Running these two businesses for Mr. Andrews is undoubtedly not stress-free. As a type of great curiosity, he makes sure he’s aware of all happenings. He also doesn’t condone inefficiencies and unproductivity, even though these were his depictions as an employee. This diligence (although by coercion) from his workers gradually translates to the factory’s progressiveness.

Days pass, and with every second there in, Mark climbs a step higher, ascending the ladder of riches.
“We will get the job done” —a reply marked with thrill as Mr. Andrews has just been contracted a job by a construction company with his business name now more pronounced.

He has his workers toil with hard labour daily to meet this demand. He does this, knowing would pave ways for other opportunities. After a seemingly endless harsh five weeks of labour, they meet this two million landmark supply. This would be the earliest anyone would have had the job done, and this gave way for other huge deals from numerous construction companies as they now have his factory, their stops for bricks.

Suddenly as Andrews harnesses more wealth, his demeanour changes entirely. And as it is for many, one would expect the same of his person, but contrastingly, he now becomes open-handed. He starts from his workers to people on his street. He gives as much as he earned, leaving everyone bedazzled at his eerie transformation. Also, at festive periods, he becomes so respectable and lovable. He usually has his whole compound, a constellate of people, dining.

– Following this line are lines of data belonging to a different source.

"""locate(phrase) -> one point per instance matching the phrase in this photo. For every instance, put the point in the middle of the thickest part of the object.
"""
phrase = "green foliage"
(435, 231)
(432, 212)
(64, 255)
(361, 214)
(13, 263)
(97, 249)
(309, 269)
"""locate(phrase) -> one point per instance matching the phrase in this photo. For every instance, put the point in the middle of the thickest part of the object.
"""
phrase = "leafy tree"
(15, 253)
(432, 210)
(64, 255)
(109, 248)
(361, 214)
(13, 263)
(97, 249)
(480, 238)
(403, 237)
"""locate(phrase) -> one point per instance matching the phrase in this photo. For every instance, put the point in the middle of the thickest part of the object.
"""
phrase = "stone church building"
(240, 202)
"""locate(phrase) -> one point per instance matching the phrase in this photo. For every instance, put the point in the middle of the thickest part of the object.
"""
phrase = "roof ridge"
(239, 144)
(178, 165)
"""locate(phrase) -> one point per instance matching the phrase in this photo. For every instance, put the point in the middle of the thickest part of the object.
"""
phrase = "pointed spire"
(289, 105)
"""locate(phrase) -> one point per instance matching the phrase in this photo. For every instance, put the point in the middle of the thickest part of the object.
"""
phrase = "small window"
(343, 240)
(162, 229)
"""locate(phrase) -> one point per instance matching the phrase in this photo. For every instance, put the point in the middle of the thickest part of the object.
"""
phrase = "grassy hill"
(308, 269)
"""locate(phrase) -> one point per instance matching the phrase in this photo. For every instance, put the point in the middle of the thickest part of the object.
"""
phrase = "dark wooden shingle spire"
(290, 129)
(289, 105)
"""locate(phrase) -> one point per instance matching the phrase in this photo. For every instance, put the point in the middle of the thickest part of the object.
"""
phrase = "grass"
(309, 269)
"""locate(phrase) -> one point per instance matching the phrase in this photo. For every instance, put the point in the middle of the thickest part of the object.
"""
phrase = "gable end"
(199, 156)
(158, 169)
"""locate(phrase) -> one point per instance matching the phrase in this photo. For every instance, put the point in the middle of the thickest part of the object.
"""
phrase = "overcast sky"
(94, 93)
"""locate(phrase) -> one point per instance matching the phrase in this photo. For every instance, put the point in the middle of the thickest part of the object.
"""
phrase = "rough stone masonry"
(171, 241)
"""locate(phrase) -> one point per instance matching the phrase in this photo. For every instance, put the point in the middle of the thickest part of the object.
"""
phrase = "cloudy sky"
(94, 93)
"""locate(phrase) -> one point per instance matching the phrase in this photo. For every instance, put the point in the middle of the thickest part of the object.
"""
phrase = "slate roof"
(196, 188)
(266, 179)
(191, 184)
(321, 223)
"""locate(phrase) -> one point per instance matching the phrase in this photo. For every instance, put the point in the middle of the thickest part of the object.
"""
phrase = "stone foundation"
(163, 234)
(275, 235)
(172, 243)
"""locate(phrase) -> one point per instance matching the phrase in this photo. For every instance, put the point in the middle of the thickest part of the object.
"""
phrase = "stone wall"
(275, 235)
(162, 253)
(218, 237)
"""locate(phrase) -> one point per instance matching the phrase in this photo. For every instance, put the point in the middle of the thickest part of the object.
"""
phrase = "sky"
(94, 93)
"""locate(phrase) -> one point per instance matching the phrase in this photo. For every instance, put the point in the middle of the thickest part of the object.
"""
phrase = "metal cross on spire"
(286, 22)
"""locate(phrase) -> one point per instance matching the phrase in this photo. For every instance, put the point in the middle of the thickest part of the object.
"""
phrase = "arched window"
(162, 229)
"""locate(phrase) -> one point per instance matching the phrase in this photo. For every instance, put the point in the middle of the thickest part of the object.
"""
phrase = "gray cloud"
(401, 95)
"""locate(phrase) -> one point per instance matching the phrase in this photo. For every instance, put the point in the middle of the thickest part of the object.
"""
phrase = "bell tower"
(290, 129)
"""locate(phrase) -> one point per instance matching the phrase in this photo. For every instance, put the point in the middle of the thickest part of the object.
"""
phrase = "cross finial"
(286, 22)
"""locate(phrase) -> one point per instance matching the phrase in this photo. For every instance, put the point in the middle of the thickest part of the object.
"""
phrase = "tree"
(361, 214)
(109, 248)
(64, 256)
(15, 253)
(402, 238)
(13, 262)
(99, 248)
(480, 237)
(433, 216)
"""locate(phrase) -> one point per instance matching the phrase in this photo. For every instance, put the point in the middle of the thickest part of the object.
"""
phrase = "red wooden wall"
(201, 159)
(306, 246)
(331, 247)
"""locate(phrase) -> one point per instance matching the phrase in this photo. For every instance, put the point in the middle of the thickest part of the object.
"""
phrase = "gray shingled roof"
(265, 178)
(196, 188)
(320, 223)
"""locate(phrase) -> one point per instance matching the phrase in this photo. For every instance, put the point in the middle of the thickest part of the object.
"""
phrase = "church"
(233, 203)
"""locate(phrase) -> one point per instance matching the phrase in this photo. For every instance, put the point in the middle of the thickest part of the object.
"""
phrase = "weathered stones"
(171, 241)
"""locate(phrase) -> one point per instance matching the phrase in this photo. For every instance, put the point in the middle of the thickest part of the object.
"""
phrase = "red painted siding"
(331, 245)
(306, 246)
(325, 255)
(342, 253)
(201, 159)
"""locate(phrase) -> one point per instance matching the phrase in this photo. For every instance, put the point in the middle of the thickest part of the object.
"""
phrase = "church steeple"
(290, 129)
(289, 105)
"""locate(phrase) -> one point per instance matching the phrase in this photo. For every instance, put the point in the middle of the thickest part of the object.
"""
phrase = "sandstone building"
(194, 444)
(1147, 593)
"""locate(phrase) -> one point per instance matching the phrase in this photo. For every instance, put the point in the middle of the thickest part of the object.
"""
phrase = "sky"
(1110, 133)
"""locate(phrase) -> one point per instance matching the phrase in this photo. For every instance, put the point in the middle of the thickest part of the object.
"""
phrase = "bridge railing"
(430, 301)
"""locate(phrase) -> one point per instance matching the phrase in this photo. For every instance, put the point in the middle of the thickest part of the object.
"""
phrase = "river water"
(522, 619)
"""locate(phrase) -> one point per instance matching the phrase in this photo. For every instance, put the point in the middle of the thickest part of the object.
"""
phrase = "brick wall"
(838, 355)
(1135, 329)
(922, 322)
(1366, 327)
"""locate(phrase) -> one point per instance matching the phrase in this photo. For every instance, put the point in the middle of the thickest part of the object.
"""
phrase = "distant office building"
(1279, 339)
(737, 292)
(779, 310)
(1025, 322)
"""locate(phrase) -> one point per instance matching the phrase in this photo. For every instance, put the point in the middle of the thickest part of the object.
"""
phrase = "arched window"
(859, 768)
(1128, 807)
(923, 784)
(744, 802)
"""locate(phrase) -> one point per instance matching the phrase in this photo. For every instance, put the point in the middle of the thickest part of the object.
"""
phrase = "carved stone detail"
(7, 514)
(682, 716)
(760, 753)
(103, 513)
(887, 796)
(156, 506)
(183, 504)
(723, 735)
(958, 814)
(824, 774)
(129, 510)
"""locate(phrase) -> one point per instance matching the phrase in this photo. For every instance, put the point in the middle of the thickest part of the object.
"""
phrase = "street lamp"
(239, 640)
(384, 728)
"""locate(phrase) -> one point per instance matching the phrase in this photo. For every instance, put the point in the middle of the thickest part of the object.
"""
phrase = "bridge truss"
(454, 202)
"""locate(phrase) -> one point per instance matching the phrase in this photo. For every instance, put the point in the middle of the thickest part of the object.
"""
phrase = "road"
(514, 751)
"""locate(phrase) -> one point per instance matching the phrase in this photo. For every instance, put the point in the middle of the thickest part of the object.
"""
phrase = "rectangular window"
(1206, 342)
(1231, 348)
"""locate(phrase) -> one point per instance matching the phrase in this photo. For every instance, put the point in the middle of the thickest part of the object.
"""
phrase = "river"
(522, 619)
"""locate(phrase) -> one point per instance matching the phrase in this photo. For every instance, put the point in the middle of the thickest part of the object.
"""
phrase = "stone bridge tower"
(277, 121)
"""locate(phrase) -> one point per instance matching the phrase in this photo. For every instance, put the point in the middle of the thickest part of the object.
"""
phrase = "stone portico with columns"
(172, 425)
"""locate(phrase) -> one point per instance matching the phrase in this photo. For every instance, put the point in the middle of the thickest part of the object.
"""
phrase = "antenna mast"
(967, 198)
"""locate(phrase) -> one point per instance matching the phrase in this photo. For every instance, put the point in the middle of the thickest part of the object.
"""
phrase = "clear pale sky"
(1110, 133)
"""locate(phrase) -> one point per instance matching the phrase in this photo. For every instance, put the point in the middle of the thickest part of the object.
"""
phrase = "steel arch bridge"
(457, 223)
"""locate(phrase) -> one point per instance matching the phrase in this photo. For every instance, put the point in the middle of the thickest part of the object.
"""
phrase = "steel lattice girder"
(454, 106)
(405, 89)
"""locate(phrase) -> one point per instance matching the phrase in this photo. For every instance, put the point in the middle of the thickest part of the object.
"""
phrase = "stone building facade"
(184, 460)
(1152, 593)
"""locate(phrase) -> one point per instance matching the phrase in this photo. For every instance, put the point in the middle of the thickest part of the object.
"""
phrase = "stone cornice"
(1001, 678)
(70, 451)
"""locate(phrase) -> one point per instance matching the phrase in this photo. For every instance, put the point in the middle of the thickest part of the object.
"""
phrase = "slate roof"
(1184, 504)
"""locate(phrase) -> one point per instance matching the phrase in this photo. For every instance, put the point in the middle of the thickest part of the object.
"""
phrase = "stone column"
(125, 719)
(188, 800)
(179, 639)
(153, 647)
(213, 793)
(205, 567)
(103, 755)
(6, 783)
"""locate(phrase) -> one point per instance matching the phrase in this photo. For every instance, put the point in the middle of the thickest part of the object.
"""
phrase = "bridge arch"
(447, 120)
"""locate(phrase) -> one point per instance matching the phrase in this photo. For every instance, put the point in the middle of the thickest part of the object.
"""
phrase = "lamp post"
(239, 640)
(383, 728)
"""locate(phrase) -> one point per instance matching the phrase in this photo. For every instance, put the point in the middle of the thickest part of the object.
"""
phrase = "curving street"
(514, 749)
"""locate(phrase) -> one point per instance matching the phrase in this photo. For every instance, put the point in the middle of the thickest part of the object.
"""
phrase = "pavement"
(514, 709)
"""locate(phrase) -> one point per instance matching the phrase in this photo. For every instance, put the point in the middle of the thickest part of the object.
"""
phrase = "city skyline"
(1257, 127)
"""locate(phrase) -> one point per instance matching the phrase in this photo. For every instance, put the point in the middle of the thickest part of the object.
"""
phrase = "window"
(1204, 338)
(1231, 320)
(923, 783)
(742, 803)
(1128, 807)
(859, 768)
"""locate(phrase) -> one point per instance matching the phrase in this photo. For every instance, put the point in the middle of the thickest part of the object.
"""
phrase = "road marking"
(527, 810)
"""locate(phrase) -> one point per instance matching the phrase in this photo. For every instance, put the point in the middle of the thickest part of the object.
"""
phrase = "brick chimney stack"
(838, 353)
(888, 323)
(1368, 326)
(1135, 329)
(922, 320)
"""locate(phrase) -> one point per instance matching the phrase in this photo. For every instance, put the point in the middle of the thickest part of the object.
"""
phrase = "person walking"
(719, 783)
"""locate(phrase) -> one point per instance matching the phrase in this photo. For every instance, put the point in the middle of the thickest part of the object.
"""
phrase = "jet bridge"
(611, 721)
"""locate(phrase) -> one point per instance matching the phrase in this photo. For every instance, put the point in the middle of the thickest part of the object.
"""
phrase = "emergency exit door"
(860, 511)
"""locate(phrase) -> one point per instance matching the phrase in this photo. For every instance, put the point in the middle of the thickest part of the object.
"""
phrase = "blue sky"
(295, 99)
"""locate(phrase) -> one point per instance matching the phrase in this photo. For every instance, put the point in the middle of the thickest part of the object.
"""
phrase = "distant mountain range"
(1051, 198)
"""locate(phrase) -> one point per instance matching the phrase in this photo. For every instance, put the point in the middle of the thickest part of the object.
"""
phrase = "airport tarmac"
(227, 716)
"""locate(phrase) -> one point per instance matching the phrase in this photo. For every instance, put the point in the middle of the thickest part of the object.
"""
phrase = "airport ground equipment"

This goes on and on, with time having its share of the tale…

It was the rainy season and the third month of Mark’s passing after the sudden declination of his affluent being due to his catastrophic illness. The clouds had already commenced their pouring and on the streets were only the mappings of turbulent tributaries. Mark’s only kid — an adoptee, Tony, having yet been unable to etch his head around the actuality of his dad’s demise, curled himself up in the earth. There, right in the rain and with a gaze fixed upward to the tearing sky, howled as his blissful reminisce was spared with the tart reality of foster living.